Ramblings of a Recovering Perfectionist
Perfection causes all kinds of problems.
As a child I learned my temper was unacceptable,
a beast to be hidden away from, so
I banged and scratched my mother's bedroom door
and howled the frustration I couldn't understand,
my fingernail marks on the wood
a monument of my abandonment.
My two-year-old tantrums weren't the end of it.
My sense of injustice was sensitive
and I didn't know how to reconcile
myself with the world, so I lashed out
and slapped what I could not control—
the mortal sin of violence
rooting ever deeper
I was told stop, stop, stop
but given no instructions and
so every time I boiled over
I cried and hated myself
and broke myself in two—
the good part and the anger I cannot control.
So I controlled it.
I learned not to be bossy,
not to be selfish,
not to stand up for myself,
not to ask for what I needed;
it was safer to be silent.
As a teenager, I didn't see the problem with my perfectionism.
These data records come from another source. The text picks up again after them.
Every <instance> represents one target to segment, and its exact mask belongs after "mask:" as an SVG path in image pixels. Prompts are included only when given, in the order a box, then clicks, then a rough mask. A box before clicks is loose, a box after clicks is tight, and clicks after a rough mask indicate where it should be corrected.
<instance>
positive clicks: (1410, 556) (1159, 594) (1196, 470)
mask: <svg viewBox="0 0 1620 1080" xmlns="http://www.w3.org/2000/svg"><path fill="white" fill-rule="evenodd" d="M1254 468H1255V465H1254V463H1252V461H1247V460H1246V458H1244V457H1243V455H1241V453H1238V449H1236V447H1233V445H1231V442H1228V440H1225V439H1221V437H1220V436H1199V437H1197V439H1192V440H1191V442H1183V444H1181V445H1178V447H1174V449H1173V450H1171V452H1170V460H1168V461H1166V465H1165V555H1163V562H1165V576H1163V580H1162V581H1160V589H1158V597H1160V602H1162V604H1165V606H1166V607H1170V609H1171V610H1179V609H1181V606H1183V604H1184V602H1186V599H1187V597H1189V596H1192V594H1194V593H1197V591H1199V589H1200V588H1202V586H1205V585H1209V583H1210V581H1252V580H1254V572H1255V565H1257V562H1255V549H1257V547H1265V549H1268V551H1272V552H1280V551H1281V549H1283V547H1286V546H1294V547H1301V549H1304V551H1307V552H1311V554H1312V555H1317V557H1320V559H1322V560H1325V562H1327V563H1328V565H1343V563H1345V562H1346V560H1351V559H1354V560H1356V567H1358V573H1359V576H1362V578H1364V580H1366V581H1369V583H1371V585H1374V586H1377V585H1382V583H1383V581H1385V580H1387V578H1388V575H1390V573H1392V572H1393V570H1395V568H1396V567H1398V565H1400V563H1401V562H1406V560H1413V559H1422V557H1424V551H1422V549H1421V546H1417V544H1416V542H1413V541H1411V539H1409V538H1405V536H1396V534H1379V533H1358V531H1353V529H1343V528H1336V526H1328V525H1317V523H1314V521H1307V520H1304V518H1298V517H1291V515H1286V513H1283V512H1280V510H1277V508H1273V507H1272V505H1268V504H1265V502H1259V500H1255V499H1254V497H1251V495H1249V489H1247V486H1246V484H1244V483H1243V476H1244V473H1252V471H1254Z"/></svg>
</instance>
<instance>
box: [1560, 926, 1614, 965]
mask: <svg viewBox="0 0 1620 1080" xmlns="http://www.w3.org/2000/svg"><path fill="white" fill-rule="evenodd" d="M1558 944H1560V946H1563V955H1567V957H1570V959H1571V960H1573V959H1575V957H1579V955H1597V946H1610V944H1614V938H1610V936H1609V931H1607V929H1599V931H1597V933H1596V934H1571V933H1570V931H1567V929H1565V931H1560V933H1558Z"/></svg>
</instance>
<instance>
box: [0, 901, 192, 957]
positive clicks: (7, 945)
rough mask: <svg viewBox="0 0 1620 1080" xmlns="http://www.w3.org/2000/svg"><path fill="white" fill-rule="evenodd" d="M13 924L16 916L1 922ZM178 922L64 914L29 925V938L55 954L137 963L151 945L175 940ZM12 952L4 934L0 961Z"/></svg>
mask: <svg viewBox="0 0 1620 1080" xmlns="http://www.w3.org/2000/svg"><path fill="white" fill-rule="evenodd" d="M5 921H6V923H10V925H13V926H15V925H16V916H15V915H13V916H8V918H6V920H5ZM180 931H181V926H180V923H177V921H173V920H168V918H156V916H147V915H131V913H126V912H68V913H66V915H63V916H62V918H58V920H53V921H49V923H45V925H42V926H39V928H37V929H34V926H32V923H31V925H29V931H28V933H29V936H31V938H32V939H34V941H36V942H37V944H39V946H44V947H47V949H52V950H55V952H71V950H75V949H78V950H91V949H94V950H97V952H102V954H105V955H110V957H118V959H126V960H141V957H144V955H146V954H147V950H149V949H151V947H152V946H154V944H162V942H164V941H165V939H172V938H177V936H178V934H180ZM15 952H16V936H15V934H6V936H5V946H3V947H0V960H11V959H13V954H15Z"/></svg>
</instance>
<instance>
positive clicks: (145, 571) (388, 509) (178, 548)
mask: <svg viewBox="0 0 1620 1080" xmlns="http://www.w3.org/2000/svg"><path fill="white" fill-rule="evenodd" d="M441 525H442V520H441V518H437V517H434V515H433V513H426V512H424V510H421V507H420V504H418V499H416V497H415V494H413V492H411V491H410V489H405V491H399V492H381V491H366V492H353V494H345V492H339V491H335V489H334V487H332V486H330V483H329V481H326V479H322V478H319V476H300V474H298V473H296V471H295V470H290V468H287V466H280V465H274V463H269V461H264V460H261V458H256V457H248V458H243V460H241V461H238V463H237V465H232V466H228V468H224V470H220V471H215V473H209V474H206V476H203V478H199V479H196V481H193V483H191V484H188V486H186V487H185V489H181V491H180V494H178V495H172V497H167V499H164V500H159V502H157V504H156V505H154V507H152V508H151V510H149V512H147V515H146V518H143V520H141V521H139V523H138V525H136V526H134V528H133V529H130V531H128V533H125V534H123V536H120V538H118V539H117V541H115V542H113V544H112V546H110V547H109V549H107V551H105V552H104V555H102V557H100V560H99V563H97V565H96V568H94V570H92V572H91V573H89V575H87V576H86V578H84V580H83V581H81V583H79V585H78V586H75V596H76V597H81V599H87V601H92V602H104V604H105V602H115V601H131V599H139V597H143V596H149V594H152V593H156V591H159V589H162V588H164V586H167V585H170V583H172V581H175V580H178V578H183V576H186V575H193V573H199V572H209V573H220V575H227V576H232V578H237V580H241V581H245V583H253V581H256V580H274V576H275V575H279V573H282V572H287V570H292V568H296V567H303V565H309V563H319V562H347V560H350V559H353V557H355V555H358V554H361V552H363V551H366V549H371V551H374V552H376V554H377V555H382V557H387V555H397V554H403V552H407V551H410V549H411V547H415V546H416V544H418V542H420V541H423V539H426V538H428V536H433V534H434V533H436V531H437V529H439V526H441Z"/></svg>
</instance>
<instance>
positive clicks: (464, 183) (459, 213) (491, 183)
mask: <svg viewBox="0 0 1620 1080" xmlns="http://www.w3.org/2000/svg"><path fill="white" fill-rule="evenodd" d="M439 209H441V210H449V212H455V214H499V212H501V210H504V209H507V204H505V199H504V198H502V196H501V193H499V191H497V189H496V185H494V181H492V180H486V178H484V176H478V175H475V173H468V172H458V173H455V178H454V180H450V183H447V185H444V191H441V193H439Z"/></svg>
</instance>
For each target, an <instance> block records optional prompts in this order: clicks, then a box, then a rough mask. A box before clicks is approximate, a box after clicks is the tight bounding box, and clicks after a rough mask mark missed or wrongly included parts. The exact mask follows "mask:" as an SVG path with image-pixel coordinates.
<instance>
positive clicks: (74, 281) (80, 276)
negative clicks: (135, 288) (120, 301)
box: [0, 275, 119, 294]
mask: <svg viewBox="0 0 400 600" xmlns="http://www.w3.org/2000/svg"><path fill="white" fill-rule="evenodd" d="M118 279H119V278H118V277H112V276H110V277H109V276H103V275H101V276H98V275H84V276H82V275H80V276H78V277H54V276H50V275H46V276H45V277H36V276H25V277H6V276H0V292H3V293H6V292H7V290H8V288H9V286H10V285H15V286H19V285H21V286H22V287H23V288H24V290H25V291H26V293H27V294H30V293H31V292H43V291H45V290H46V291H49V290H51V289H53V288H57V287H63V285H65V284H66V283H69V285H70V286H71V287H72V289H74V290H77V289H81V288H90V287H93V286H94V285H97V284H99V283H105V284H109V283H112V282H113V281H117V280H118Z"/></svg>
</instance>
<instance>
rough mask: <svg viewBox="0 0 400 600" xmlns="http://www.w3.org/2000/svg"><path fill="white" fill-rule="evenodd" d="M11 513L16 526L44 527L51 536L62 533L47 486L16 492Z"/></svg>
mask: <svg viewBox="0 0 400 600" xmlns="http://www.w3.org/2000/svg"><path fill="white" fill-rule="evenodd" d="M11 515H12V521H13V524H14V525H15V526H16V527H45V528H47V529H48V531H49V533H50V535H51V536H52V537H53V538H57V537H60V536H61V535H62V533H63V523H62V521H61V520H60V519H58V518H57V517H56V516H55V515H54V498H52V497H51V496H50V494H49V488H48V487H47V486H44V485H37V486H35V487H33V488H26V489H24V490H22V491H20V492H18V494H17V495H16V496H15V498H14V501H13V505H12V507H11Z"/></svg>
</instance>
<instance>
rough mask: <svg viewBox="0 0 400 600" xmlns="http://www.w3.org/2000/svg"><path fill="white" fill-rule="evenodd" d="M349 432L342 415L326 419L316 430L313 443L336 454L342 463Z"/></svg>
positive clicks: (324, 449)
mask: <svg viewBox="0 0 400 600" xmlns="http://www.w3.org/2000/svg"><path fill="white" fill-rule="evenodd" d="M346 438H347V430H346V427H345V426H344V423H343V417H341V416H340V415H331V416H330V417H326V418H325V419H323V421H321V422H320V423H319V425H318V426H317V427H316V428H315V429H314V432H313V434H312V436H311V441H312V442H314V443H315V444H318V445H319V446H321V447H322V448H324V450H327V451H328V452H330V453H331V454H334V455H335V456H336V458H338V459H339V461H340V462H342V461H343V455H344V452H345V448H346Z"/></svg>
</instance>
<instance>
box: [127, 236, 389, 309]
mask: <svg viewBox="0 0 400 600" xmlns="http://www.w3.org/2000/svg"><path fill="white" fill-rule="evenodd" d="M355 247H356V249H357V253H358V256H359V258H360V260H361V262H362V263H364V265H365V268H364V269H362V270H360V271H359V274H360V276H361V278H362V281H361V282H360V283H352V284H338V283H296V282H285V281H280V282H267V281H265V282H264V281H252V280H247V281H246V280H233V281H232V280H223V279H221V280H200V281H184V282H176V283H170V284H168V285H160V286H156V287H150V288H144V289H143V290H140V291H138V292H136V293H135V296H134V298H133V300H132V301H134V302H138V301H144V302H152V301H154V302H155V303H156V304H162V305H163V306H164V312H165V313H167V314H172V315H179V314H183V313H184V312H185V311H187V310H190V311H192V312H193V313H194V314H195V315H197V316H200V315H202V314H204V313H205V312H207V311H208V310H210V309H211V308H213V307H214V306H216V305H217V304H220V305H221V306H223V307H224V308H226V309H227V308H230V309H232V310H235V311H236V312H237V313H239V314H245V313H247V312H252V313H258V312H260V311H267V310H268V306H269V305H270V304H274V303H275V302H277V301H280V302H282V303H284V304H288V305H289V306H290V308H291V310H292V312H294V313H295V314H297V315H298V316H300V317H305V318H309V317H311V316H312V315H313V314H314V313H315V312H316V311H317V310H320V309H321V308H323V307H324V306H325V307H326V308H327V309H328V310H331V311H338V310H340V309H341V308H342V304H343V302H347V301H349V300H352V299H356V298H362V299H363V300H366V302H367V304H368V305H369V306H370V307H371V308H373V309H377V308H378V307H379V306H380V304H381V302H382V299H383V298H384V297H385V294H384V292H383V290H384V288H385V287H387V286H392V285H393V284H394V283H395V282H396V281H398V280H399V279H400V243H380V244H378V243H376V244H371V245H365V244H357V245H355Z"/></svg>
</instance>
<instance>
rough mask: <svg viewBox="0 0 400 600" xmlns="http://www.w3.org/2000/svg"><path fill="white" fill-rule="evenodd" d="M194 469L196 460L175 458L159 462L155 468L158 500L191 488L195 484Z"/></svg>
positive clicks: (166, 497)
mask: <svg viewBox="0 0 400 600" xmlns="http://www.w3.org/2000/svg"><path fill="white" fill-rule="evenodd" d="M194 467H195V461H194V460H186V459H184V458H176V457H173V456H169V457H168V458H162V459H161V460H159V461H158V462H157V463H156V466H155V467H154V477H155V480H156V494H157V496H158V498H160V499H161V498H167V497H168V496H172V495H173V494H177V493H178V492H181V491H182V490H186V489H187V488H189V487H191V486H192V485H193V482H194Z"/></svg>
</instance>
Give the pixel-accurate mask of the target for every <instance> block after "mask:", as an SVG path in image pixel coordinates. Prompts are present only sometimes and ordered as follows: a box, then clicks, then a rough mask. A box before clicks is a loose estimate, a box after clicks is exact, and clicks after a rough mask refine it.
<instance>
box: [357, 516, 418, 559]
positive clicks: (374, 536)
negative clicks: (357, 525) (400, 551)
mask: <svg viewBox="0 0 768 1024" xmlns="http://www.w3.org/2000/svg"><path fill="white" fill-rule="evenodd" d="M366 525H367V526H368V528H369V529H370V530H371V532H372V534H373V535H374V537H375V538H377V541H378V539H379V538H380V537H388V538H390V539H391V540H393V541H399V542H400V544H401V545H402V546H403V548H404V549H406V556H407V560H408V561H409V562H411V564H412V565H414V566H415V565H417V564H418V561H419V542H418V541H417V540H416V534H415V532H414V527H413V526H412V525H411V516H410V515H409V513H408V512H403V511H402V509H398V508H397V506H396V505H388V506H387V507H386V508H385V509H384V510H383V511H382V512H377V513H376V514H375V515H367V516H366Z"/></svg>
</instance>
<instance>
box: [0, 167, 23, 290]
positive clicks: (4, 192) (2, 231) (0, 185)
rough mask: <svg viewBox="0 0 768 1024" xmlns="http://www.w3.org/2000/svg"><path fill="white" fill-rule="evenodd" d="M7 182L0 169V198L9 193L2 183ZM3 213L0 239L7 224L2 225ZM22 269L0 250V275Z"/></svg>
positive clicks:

I clung to my high standards, the mast of a sinking ship
with a flag at the top proclaiming, "I'm a good person!"
I took pride in my effort and quietly resented
everyone who was free to not care quite so much.
But I see it now.
I see the anger and shame
and all the ways I learned to make myself small.
I feel it all over again every time I make the tiniest mistake
and it's enough to stop me from even trying;
safer to sit in depression and fear than risk
being locked out again.
Safer to lock out myself.
Safer to nitpick every thought and
never let it out of my mouth.
Everyone hid from my emotions, so
I learned to hide them from myself.
In messy reality, perfection is meaningless
and "doing your best" is easily misconstrued,
and I think what we really need is to be seen.
Witness my anger and my shame, and love me anyway.
When failure is met with love,
space is created to move forward.
I hope I can learn,
deep in my bones,
how worthy it is to try and fail;
how courageous to accept myself as I am;
how wonderful to sometimes let things be.
"I am enough" does not preclude growth;
without "I am enough,"
I exhausted myself
holding back half of myself
and had no energy left for moving forward.